Он всё ещё транформировался, всё ещё переживал агонию, пока его череп менял форму, на его спине разрывалась плоть, а его суставы смалывались в пыль – но он полностью сохранял свой человеческий рассудок после. Это было невероятно ужасно. Римус всегда смотрел на своё ежемесячное обращение в животный разум как на какой-то катарсис. Но иметь животное тело и человеческие мысли оказалось очень неприятно; он чувствовал себя ни там, ни тут, запертый в неправильный облик, не в силах из него вырваться. Каждый месяц он сворачивался, чтобы уснуть, запертый в своём кабинете, полный ненависти к себе.

На следующее утро он всегда хромал в кабинет Мадам Помфри, чтобы попросить экстракт муртлапов. Из всех людей из детства Римуса Мадам Помфри, казалось, больше всех была рада увидеть его вновь. Она постарела, как и все остальные, но сохранила свои ласковые прикосновения, своё милое лицо и бескомпромиссное отношение к вопросам, касающимся благосостояния Римуса.

– Римус! – она бросилась обнять его в первую секунду, как увидела. – Только посмотри на себя, ты стал настоящим гигантом!

– Здравствуйте, Мадам… эм… Поппи.

– И такой же вежливый, как и всегда, – улыбнулась она. – Давай, пойдём, расскажи мне всё, чем ты занимался.

Они несколько раз очень приятно поболтали в ее кабинете у камина. Она хотела знать всё о его трансформациях после Хогвартса, и он рассказал ей всё, что мог.
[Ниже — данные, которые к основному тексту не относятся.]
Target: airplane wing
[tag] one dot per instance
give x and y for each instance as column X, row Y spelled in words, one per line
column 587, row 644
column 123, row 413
Ей было очень интересно услышать о стае и о том, как они исцеляли друг друга, разделяя групповую магию.

– Я пыталась связаться с тобой после смерти Поттеров, – грустно сказала она. – Но никто не мог сказать мне, где ты живёшь, и я не осмелилась спрашивать слишком много на случай, если…

Римус пристыженно отвёл взгляд.

– Простите, – сказал он. – Я хотел, чтобы меня оставили в покое.

– Да, ну, ты был точно таким же, когда был мальчишкой – упрямым! – она ласково улыбнулась. Он улыбнулся в ответ, осознавая, как сильно он по ней скучал.

Первый месяц или около того нервы Римуса сдавали, он медлил, прежде чем завернуть за любой угол, переживая, что может увидеть что-то болезненное. Но, как это часто бывает с болью, со временем это ослабло.

Он перекроил себя в нового персонажа – не подростка Римуса, который рисковал, не думая, который отчаянно хотел проявить себя, и не полу-маггла, полу-сломленного мужчину, которым он был в Лондоне. Где-то между этими воюющими половинами он стал Профессором Люпином; сдержанным и серьёзным, предлагающим поддержку везде, где мог.